Donald Trump himself doesn’t smoke, drink, or take drugs, partly in reaction to his brother’s death from alcoholism. But the White House seems largely on board with the idea of rescheduling. Trump pollster Tony Fabrizio conducted a survey in March that found 66 percent of respondents backed legalized marijuana, and 70 percent supported rescheduling the drug.

A senior White House official is quoted as saying: “For a lot of the base, it’s an issue like gay marriage that people have gotten comfortable with. It’s good politics.” A decision is expected by the end of the year.

### The Role of Lobbyists and the Cannabis Industry

As with virtually every Beltway issue, well-heeled lobbyists are part of the process. Pot smoking, once an underground pastime, is now a big business.
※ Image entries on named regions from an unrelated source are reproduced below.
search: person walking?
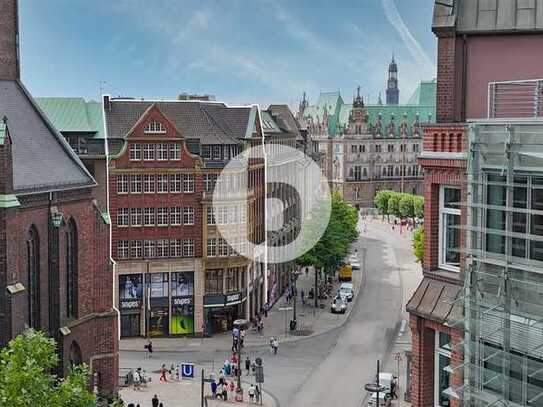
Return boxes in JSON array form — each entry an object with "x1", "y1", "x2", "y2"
[
  {"x1": 245, "y1": 356, "x2": 251, "y2": 376},
  {"x1": 159, "y1": 364, "x2": 168, "y2": 383}
]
Bruesewitz’s consulting firm, X Strategies, is reportedly being paid $300,000 by American Rights and Reform, a pro-cannabis group, for “media” services. Another large PR firm, Mercury Public Affairs, represents the U.S. Cannabis Council.

The size of this burgeoning industry was estimated at $38 billion last year—real money, even by jaded Washington standards.

### Mixed Feelings About Today’s Cannabis

I confess to some mixed feelings. For one thing, today’s cannabis is many times more powerful than the nickel-and-dime bags that used to circulate. I always felt pot’s milder effects were preferable to alcohol, especially when it comes to driving. It does give you the munchies, though. And as a parent, I wonder—what about homework?
https://www.foxnews.com/media/dialing-down-dope-trump-white-house-moves-toward-easing-restrictions-marijuana

… the King was in this depressed state Crossword Clue

That should be all the information you need to solve for the “… the King was in this depressed state” crossword clue!

Be sure to check out more clues and solutions on our Crossword Answers page for additional help and inspiration.

The post “… the King was in this depressed state” Crossword Clue appeared first on Try Hard Guides.